Overall summary & rating

Outstanding

Updated 14 November 2019

Our rating of services stayed the same. We rated it them as outstanding because:

  • Our rating for safe was good overall. Staff understood how to protect patients from abuse and the service worked well with other agencies to do so. Staff completed and updated risk assessments for each patient and removed or minimised risks. The service had enough staff with the right qualifications, skills, training and experience to keep patients safe from avoidable harm and to provide the right care and treatment.
  • Our rating for effective was outstanding overall. All staff were actively engaged in activities to monitor and improve quality and outcomes. Opportunities to participate in benchmarking and peer review were proactively pursued. Staff were consistent in supporting people to live healthier lives, including identifying those who need extra support, through a targeted and proactive approach to health promotion and prevention of ill-health, and they use every contact with people to do so.
  • Our rating for caring was outstanding overall. Children and their families were truly respected and valued as individuals and empowered as partners in their care. Staff provided exceptional emotional support to children, families and carers to minimise their distress.
  • Our rating for responsive was outstanding overall. There were innovative approaches to providing integrated person-centred pathways of care that involve other service providers, particularly for people with multiple and complex needs. There was a proactive approach to understanding the needs and preferences of different groups of people and to delivering care in a way that meets these needs.
  • Our rating for well-led was good overall. Leaders had the integrity, skills and abilities to run the service. Leaders operated effective governance processes, throughout the service and with partner organisations. Leaders and staff actively and openly engaged with patients, staff, equality groups, the public and local organisations to plan and manage services. They collaborated with partner organisations to help improve services for patients.

Inspection areas

Safe

Good

Updated 14 November 2019

Effective

Outstanding

Updated 14 November 2019

Caring

Outstanding

Updated 14 November 2019

Responsive

Outstanding

Updated 14 November 2019

Well-led

Good

Updated 14 November 2019

Checks on specific services

Critical care

Outstanding

Updated 21 February 2017

Safety was rated as outstanding because:

  • The Paediatric Intensive Care Unit (PICU) and high dependency unit (HDU) had clear, effective systems and processes in place within this service to promote safe and effective holistic care.

  • Staff understood their roles, responsibilities and was proud of how the service had developed, including participating in local, national and international safety programmes.
  • Learning was based on thorough analysis and an investigation into when things went wrong and when things went well.

Effectiveness was rated as outstanding because:

  • The policies seen were based on National Institute for Health and Care Excellence (NICE) and other relevant guidelines.
  • Staff participated in a wide range of clinical audits and were involved in research.
  • Care bundles and individualised care pathways were embedded in practice.
  • Patient outcomes were monitored and presented in the annual paediatric intensive care report, which included the international benchmark.
  • Staff received a structured induction with agreed development objectives, which were monitored with clear competencies developed by the education team within this service.
  • There was a holistic approach to assessing, planning and delivery of care delivered by the multidisciplinary team across this service.

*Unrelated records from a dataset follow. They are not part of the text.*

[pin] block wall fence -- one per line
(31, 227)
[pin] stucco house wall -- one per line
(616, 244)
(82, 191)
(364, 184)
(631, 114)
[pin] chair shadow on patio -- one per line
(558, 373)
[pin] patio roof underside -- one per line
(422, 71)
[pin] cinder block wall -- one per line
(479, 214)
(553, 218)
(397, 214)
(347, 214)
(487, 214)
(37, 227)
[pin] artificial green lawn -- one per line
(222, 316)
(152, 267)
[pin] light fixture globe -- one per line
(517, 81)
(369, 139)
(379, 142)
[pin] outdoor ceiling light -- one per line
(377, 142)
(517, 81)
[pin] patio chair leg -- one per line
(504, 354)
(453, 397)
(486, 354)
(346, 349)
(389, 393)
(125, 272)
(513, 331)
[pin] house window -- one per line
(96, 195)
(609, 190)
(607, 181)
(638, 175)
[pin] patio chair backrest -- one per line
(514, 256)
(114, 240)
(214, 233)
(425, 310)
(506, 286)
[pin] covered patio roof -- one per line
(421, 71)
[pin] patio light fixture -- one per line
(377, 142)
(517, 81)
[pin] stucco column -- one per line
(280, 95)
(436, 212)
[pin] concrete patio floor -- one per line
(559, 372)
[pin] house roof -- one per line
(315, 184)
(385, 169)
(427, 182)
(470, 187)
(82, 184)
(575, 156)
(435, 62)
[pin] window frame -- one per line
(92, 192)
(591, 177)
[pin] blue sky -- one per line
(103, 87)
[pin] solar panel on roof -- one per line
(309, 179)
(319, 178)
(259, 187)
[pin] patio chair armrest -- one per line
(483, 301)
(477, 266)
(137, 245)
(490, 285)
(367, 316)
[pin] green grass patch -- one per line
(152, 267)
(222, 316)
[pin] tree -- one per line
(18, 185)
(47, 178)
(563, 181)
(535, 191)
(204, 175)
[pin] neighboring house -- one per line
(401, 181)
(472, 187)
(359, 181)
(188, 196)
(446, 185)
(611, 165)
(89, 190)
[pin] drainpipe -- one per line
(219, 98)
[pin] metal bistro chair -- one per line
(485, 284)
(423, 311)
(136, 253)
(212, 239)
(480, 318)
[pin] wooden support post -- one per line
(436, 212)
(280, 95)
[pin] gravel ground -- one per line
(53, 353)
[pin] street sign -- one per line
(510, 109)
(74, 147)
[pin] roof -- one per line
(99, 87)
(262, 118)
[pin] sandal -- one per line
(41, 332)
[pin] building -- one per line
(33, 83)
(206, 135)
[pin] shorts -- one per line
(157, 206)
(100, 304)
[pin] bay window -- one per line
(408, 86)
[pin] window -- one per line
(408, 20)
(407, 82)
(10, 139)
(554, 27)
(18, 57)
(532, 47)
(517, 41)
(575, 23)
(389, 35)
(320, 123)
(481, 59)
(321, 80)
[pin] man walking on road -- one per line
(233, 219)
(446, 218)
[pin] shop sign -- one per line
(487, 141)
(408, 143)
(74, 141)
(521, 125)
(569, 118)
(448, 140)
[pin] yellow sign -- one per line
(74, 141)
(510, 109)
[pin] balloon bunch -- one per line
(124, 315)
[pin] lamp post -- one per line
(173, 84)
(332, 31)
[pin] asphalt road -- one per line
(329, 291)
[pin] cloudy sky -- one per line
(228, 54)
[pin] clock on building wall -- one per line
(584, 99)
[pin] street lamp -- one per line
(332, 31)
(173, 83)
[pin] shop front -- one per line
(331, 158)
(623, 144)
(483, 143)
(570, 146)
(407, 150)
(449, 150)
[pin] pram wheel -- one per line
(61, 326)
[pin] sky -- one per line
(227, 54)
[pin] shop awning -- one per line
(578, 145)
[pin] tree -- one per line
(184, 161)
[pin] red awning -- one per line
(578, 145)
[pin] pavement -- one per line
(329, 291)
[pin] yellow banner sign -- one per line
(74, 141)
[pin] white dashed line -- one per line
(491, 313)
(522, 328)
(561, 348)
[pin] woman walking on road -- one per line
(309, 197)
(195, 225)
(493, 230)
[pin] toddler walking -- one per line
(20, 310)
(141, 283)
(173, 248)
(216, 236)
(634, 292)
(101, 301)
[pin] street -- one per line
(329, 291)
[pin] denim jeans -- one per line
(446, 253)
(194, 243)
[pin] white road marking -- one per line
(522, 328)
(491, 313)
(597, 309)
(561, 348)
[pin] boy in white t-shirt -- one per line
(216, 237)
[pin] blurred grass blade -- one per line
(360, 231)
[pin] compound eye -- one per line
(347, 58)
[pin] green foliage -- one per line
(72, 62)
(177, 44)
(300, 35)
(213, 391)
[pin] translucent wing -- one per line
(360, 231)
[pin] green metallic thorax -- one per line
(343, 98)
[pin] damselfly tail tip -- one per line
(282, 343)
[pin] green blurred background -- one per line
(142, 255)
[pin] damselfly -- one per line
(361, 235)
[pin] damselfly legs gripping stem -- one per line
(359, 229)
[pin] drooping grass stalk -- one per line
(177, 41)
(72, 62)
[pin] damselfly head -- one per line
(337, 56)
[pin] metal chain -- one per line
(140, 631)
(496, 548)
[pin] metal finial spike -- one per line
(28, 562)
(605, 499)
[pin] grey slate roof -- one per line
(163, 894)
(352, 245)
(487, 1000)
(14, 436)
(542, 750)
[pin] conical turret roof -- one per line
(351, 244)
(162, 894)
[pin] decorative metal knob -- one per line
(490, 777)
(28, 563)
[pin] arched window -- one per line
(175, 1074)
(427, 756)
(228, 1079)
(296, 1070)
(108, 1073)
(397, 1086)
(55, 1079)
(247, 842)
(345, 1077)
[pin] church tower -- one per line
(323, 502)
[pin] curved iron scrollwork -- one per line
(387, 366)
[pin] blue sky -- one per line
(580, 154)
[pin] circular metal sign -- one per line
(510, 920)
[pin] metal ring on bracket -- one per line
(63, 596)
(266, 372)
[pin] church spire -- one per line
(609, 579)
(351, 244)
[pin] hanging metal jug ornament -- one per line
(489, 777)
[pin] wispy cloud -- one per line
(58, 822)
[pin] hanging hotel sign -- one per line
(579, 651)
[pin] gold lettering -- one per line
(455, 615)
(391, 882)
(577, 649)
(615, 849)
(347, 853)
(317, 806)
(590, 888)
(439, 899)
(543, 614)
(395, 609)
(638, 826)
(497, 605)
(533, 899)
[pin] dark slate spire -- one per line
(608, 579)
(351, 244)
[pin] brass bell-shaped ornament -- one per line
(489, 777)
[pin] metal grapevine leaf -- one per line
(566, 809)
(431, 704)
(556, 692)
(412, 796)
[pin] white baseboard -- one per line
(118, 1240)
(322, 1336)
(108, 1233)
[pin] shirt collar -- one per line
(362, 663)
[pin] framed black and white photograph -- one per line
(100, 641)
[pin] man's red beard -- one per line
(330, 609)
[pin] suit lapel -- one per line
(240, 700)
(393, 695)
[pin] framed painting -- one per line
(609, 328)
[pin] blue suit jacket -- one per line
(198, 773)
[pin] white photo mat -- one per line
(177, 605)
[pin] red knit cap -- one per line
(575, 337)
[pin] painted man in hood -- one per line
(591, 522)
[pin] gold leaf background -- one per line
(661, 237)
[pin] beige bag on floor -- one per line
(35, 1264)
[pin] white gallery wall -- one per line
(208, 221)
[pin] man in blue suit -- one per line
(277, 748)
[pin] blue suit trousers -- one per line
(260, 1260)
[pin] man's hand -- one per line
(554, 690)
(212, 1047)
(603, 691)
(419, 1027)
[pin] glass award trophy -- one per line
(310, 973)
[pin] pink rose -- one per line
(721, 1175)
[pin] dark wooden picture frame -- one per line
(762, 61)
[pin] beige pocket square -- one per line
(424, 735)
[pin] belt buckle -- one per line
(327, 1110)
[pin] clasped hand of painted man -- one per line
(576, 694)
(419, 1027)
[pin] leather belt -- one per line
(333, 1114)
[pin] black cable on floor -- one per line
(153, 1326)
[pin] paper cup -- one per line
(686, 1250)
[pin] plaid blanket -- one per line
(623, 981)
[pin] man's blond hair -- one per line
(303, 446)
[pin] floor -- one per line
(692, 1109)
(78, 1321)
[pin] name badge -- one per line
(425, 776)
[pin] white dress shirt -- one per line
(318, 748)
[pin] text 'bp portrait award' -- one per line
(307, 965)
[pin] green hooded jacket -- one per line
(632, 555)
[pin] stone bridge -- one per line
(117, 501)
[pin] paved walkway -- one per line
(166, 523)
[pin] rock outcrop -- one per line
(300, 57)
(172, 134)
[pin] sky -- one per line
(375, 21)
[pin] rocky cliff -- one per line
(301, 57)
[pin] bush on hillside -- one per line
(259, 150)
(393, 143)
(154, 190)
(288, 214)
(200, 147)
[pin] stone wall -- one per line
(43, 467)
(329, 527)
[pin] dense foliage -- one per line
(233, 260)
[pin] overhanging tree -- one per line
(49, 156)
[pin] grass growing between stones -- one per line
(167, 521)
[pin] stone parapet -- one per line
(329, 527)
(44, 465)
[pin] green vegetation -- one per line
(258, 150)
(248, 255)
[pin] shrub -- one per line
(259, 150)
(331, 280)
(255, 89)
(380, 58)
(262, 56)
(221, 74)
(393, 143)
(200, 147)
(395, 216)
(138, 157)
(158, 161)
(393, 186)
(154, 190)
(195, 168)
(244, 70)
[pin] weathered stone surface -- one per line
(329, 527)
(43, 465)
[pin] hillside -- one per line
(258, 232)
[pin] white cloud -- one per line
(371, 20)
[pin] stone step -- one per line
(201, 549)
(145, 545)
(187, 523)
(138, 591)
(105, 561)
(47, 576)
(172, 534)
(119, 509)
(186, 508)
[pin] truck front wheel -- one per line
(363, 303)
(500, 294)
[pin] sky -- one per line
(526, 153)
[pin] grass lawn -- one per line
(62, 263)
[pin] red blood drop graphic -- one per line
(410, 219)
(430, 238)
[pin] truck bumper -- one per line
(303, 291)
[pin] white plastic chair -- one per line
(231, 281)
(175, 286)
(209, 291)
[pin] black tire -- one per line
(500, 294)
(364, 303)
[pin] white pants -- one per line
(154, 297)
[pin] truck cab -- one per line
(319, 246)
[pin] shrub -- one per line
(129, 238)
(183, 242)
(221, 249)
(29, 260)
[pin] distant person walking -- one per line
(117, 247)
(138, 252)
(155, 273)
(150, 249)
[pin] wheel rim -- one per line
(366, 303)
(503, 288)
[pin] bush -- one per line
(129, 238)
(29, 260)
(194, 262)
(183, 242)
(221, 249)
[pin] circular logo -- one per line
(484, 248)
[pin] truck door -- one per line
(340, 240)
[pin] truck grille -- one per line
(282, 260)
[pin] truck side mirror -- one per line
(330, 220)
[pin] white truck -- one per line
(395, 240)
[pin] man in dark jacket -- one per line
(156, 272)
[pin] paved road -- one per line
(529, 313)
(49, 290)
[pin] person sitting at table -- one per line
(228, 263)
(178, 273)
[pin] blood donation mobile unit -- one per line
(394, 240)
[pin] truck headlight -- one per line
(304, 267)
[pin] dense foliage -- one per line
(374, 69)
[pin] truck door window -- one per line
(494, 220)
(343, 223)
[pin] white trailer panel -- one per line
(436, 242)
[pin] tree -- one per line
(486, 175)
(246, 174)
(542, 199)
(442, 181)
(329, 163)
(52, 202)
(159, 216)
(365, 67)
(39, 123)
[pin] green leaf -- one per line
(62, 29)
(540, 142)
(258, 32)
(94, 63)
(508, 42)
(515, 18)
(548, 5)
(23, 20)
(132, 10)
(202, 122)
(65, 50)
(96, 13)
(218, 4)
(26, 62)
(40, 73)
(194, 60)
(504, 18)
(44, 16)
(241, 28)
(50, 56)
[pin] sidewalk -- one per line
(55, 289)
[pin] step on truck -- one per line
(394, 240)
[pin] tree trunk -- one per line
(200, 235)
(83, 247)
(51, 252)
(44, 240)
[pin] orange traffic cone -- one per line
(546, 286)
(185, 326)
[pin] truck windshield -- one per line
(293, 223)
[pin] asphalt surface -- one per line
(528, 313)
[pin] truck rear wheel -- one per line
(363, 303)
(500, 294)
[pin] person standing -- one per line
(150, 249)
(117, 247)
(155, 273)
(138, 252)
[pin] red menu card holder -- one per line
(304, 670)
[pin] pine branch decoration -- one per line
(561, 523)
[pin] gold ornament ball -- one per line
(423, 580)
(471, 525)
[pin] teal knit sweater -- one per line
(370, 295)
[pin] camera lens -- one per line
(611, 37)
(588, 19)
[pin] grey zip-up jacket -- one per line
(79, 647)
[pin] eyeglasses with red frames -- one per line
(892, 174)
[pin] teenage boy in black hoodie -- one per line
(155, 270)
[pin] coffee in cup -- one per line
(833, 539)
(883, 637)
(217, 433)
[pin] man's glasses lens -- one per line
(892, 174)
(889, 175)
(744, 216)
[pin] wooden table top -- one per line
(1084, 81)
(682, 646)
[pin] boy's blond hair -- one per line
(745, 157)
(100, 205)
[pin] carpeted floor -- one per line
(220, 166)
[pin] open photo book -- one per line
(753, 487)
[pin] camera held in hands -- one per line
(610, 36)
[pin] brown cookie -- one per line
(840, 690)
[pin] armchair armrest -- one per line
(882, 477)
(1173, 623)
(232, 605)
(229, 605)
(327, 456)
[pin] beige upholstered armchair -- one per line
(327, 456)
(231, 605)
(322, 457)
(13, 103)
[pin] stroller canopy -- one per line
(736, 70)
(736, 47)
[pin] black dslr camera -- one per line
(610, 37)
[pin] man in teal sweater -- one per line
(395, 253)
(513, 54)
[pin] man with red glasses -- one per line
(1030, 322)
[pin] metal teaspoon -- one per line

Caring was rated as outstanding because:

  • The high dependency unit (HDU), Paediatric Intensive care Unit (PICU), supporting services including the post-acute care enablement (PACE) team and the transport team staff all demonstrated that they were fully committed to delivering high quality, individualised patient-centred care.
  • Children and their families were treated with compassion, dignity and respect. Parents stated they were positive about the care received by their children and felt involved and informed.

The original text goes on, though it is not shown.